Example of Custom object class implementation(obviously not the exact but mimics it very well);
class Custom(dateAsLong: java.lang.Long, typeOfTransaction: util.HashSet[java.lang.Long], isCustomer: Boolean, amount: String, customerMatch: ObjectMatch) extends Serializable {
//has getters and setters here
val startDate = dateAsLong
val transType = typeOfTransaction
val customer = isCustomer
val cost = amount
val matchedData = customerMatch
def getStartDate(): java.lang.Long = startDate
def getTransType(): util.HashSet[java.lang.Long] = transType
def getCustomer(): Boolean = customer
def getCost(): String = amount
def getMatchedData(): ObjectMatch = matchedData
}
Example of the parse method inside of a object that extends java Serializable;
object Paser extends Serializable {
def parse(transaction: Transaction, customerList: util.HashMap[String, String], storeList: util.HashMap[String, String]): List[(Text, Custom)] ={ //list because flatmap emits 0, 1 or 2
//adds items to the list depending on conditions
var list:List[(Text, Custom)] = List()
val typeOfTransaction = getType(transaction)
val dateAsLong = getDate(transaction)
val amount = getAmount(transaction)
val customerMatch = getCustomerMatch(transaction, customerList)
val storeMatch = getStoreMatch(transaction, storeList)
//more fields parsed
if (customerMatch != Some(null)){
isCustomer = true
val transaction: Custom = getTransaction(dateAsLong, typeOfTransaction, isCustomer, amount, customerMatch)
val transactionId = hash(transaction.getCustomer(), transaction.getTransType(), transaction.getMatchedData().getItem())
list = list :+ (new Text(transactionId), transaction)
}
if (storeMatch != Some(null)){
isCustomer = false
val transaction: Custom = getTransaction(dateAsLong, typeOfTransaction, isCustomer, typeOfTransaction, storeMatch)
val transactionId = hash(transaction.getCustomer(), transaction.getTransType(), transaction.getMatchedData().getItem())
list = list :+ (new Text(transactionId), transaction)
}
}
list
}
Kryo Serialization is like so;
conf.registerKryoClasses(Array(classOf[Custom]))

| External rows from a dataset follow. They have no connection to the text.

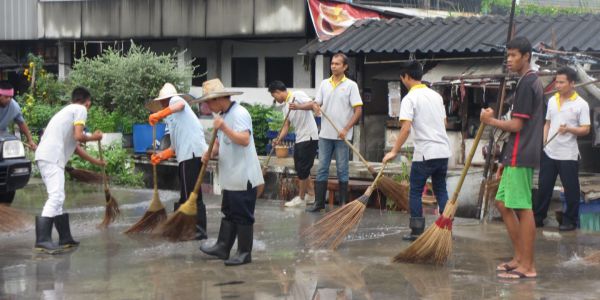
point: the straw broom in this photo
(332, 229)
(111, 211)
(181, 225)
(435, 244)
(390, 188)
(156, 213)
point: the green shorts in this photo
(515, 187)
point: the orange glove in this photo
(157, 116)
(155, 159)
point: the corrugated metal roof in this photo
(460, 34)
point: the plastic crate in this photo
(142, 136)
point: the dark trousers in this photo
(238, 206)
(569, 176)
(419, 172)
(188, 173)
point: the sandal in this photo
(516, 275)
(505, 268)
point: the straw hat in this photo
(167, 91)
(212, 89)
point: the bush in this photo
(119, 165)
(122, 82)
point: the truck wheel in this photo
(7, 197)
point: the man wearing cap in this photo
(239, 173)
(340, 100)
(11, 111)
(187, 145)
(307, 134)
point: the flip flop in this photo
(505, 268)
(516, 275)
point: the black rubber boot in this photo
(65, 240)
(320, 191)
(417, 226)
(43, 236)
(200, 220)
(245, 234)
(343, 193)
(224, 242)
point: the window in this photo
(279, 68)
(244, 71)
(200, 71)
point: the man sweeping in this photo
(239, 173)
(61, 138)
(567, 117)
(422, 111)
(10, 111)
(524, 149)
(187, 145)
(340, 99)
(299, 106)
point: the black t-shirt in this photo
(525, 147)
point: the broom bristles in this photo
(333, 228)
(111, 211)
(12, 219)
(155, 215)
(435, 244)
(181, 226)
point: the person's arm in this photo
(81, 137)
(83, 154)
(513, 125)
(400, 140)
(283, 132)
(25, 130)
(546, 130)
(353, 120)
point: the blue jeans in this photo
(327, 148)
(419, 172)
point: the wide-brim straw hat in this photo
(212, 89)
(167, 91)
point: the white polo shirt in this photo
(573, 112)
(425, 109)
(302, 120)
(187, 134)
(238, 164)
(58, 141)
(338, 102)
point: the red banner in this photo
(332, 18)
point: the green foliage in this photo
(260, 115)
(122, 82)
(119, 165)
(503, 7)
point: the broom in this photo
(181, 226)
(390, 188)
(435, 244)
(111, 211)
(156, 213)
(332, 229)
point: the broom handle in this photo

Any help is appreciated with code examples or links to example.
Spark UI for (Text/String, Custom) run
Bottom progress with 1/11 task is the flatmap, Top is saveAsNewHadoopAPIFile
The flatmap stage 0 is saveAsNewHadoopAPIFile -> filter x7 -> flatmap
Run with (Text, Int)
The slow run (Text/String, Custom) run says 1.1h, however I have let it run 18hrs. When it runs for 18hrs it progresses slowly through, however it is not ideal to let it run a day. There is something wrong, very wrong. Again the parse method is used in both so it is running through the exact same logic even though the faster run is not outputting the custom value, instead it outputs the keys Text and int.

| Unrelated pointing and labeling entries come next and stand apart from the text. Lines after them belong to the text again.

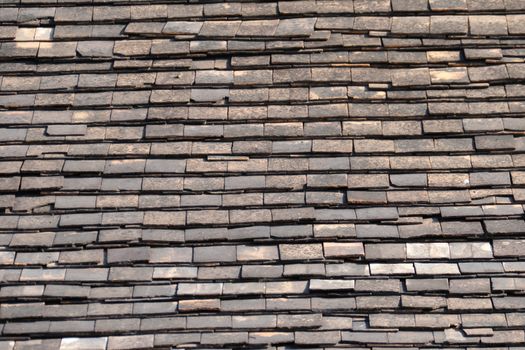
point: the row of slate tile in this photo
(280, 340)
(398, 77)
(490, 207)
(140, 292)
(224, 164)
(234, 9)
(199, 185)
(159, 273)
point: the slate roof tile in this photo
(431, 135)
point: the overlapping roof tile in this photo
(277, 174)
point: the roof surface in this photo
(262, 174)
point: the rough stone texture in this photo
(279, 174)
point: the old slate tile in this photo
(280, 213)
(488, 25)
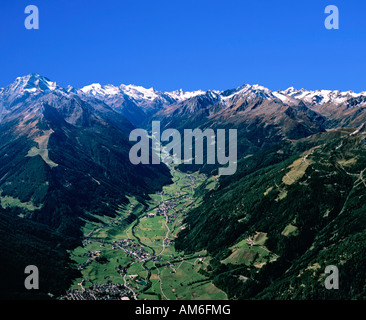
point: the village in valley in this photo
(132, 256)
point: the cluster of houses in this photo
(106, 291)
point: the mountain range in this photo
(301, 158)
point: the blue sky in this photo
(200, 44)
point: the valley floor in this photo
(137, 260)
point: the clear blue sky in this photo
(190, 44)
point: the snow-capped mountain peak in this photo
(32, 83)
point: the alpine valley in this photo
(99, 227)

Not sure if this is helpful but whatever is wrong is causing the scanning in the Accumulo to appear different as well. The Text, Int run has a normal increase in scans stays at relatively the same scans/s for the 30 mins then drops. When I run with the custom it increase then immediately drops down. in a ^ like fashion then drags on at a lower scan rate for hours.
Spark Version: 1.6.2, Scala 2.11
You should not use var list:List[(Text, Custom)] = List()
. Every execution of the code list = list :+ (new Text(transactionId), transaction)
creates a new list (it is not just adding to the existing List). List
in Scala is immutable. You should replace it with val myListBuffer = ListBuffer[(Text, Custom)]()
. I am not sure if that is the only problem - but this change should help if your list is huge.
Also, a couple of comments on writing code in Scala - there is no need to have getters and setters in a Scala class. All the members are immutable anyway. You need to think really hard before you use a var
in Scala. The immutability will make your code resilient, improve readability, and easier to change.